Volvo Trucks approved the use of diesel hydrogenated vegetable oils for all of its Euro 5 engines, saying the fuel “works very well” in the engine.
HVO acts like regular diesel but is produced from renewable material such as vegetable and animal oils as well as rapeseed oil and can reduce carbon dioxide emissions by up to 90%, according to Volvo.
"We believe in HVO's potential and see an increasing interest from both customers and transport buyers. The major challenge is the availability of raw materials and refineries. We therefore hope that our investment in fuel will contribute to increased demand and that the HVO can be used in many other parts of the world in future," Lars Mårtensson, director environment and innovation at Volvo Trucks, said in a statement.
The manufacturer began field testing the alternative fuel in 2013 with DHL Freight and several other companies with six test trucks, which over a two year period, drove more than 600,000 miles.

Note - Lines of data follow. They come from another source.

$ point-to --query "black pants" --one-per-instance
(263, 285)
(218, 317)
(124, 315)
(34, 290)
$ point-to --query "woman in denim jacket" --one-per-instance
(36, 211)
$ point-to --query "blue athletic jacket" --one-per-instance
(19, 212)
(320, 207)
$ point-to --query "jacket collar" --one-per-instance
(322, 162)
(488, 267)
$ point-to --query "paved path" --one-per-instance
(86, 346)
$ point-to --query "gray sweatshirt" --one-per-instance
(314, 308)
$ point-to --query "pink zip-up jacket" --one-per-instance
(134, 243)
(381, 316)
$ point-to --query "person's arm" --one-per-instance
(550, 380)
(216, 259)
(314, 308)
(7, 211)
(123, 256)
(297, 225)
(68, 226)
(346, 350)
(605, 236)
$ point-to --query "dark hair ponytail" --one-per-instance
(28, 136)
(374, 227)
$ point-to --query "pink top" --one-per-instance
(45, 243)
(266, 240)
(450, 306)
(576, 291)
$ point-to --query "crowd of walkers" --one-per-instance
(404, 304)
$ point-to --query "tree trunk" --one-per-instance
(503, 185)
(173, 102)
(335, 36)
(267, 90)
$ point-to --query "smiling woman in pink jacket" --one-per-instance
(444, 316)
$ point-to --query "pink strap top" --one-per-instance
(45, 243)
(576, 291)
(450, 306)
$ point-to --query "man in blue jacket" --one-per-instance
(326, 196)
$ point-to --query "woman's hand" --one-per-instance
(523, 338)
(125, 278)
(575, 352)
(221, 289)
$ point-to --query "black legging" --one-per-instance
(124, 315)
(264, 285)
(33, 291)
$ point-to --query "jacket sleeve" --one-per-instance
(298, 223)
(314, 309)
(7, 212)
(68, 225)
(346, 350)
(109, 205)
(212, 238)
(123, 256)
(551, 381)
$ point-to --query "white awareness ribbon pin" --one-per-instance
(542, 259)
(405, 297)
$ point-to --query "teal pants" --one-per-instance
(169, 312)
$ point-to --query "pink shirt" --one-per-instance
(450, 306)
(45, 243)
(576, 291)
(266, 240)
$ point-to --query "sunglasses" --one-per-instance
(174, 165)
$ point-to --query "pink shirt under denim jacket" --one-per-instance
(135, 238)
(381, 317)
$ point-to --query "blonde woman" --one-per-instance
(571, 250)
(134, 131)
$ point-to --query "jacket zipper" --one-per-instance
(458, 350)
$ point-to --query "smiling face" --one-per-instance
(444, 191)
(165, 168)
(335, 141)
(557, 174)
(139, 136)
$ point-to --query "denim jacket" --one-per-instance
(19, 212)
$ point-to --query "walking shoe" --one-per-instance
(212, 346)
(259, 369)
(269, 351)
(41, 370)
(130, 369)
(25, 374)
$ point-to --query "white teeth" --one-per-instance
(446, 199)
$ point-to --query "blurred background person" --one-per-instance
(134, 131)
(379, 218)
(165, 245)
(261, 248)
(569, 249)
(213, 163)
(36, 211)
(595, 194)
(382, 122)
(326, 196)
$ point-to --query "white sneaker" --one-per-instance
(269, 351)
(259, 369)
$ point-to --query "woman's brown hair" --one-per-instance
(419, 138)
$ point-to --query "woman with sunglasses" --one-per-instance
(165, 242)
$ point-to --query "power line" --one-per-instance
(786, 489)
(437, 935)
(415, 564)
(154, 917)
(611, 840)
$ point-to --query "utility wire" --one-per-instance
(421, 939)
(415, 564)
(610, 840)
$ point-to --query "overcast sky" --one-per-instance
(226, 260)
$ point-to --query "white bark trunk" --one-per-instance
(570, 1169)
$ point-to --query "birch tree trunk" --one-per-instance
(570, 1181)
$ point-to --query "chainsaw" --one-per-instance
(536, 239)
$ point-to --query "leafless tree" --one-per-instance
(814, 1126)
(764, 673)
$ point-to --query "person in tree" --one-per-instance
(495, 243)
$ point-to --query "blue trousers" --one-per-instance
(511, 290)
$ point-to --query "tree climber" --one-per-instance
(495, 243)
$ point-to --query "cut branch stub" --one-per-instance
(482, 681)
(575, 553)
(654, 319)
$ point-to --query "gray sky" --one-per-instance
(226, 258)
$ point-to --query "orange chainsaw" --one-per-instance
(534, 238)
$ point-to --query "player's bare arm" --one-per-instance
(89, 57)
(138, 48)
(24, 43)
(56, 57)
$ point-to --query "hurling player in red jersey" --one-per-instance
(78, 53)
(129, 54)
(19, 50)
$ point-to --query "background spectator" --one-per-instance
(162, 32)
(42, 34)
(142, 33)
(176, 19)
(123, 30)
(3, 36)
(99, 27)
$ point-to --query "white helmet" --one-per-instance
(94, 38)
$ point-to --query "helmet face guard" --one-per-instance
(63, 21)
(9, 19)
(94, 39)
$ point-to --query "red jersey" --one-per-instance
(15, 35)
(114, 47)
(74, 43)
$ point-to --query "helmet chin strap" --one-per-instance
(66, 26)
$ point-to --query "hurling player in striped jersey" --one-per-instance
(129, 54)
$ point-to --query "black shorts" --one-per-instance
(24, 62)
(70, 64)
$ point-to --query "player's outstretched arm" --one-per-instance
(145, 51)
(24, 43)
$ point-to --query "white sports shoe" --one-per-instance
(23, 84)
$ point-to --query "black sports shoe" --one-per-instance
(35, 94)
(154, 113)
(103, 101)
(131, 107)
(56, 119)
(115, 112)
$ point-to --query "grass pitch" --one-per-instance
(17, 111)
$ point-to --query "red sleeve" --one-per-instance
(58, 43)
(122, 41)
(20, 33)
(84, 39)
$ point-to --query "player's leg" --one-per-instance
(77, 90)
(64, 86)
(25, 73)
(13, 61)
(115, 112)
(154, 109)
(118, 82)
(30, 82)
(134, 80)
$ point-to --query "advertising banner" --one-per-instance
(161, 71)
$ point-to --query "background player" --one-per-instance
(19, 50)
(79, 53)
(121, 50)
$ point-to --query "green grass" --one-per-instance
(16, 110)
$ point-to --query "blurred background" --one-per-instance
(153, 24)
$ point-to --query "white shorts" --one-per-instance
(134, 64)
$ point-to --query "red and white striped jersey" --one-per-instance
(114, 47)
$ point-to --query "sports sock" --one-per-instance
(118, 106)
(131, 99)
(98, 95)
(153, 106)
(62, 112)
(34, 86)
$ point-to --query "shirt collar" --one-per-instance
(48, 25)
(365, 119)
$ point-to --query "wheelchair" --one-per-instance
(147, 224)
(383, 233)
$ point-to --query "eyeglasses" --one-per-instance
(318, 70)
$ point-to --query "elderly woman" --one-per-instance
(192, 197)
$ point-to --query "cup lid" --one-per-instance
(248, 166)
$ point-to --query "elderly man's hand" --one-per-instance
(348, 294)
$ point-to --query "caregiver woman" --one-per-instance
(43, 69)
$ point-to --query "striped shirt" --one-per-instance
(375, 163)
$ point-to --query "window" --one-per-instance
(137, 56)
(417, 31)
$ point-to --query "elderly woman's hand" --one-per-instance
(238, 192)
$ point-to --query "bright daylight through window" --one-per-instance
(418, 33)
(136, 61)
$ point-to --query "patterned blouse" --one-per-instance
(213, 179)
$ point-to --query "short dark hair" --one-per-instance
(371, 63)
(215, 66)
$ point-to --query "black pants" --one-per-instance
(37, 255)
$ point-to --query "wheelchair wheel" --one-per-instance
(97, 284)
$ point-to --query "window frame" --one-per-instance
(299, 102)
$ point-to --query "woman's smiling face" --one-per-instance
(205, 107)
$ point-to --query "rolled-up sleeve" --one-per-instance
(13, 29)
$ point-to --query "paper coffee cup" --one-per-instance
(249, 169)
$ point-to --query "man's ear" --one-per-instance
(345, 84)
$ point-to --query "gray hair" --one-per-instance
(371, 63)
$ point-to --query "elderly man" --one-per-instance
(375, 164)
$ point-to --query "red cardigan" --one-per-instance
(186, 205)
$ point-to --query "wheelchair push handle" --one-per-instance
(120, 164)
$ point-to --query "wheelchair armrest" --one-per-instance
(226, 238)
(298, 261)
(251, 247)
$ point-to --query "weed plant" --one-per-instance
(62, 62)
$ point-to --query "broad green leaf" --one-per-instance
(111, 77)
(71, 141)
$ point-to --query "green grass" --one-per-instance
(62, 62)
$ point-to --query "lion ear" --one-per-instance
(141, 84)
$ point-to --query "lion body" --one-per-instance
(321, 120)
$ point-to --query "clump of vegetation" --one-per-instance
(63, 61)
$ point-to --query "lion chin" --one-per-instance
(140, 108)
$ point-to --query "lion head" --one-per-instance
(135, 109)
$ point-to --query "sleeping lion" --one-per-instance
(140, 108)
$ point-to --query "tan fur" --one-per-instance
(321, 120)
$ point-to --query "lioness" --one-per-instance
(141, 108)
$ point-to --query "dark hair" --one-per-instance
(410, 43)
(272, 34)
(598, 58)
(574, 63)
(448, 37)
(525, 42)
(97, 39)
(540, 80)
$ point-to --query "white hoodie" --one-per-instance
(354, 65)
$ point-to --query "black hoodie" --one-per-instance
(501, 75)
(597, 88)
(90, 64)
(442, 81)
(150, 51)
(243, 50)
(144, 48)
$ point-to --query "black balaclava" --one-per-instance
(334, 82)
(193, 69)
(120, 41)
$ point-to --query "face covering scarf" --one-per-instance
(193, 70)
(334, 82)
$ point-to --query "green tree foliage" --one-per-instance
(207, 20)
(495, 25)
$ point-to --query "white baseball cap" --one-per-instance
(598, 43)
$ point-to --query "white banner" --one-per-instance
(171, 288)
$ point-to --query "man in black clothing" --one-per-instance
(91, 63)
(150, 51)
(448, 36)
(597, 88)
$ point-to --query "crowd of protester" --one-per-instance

"The field test showed that the HVO works very well in our engines and can be used under the same conditions as regular diesel. It is also possible to freely mix diesel and HVO," Tobias Bergman, product manager for alternative fuels and hybrids at Volvo Trucks, said in a statement.
Volvo trucks said it expects by September to have a global certification of HVO for its D5 and D8 variants of its Euro 6 engine.
"The fuel is suitable for all customers who want to reduce their CO2 emissions, and we see no restrictions regarding the type of transport or business. Combining HVO with the low emissions of our Euro 6 engines will allow the environmental impacts of the trucks to be minimized,” Bergman said.